Proper E2 levels promote follicle growth and inhibit follicle atresia (reviewed in [52]). E2 is thought to exert its role in promoting folliculogenesis by favoring granulosa cell proliferation and inhibiting apoptosis signals [52]. Various studies have reported that E2 favors cell proliferation and survival by activating the transcription of factors required for progression through the cell cycle, while repressing others that cause cell cycle arrest and apoptosis [5357]. Various studies have demonstrated that MEHP decreases E2 production by down-regulating the expression of aromatase in rat granulosa cells [58, 59], human granulosa-lutein cells [60] and mouse antral follicles [23]. It is thought that MEHP down-regulates aromatase expression by disrupting FSH receptor signaling [61] and/or modulating peroxisome-proliferator activated receptors (PPARs; [62]) in rat Sertoli and granulosa cells, respectively. Previous work from our group has shown that co-treating with E2 partially restores follicular growth and cell cycle gene expression in MEHP-treated antral follicles [23]. We have expanded on this work to demonstrate that co-treatment with E2 also prevents MEHP-induced antral follicle atresia. Thus, our data showing that E2 replacement prevents MEHP-induced growth inhibition and increased atresia suggests that these adverse outcomes are caused by the ability of MEHP to decrease E2 levels.

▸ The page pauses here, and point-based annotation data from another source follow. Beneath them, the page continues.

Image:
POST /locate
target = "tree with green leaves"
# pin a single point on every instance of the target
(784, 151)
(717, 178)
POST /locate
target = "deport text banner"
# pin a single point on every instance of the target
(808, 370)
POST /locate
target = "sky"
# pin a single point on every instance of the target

We also investigated the effect of E2 co-treatment on MEHP-related changes in expression of apoptosis-related factors. We observed that the effects of E2 co-treatment on MEHP-induced increased expression of Aifm1 were dependent on the concentration of the E2 supplement. Although no previous studies have evaluated the effect of MEHP, E2, or both together on Aifm1 expression in ovarian follicles, previous studies have reported decreased Aifm1 expression in response to E2 treatment in the ovarian adenocarcinoma cell line BG-1 [42] and in MCF7 breast cancer cells [63]. These observations are interesting because we did not observe significant changes in Aimf1 expression in follicles treated with E2 alone. Still, it is possible that MEHP causes up-regulation of Aimf1 as a result of decreasing E2 production by antral follicles, but the detailed mechanism of how E2 regulates Aifm1 expression and the importance of this regulation in determining ovarian follicle survival remains to be determined.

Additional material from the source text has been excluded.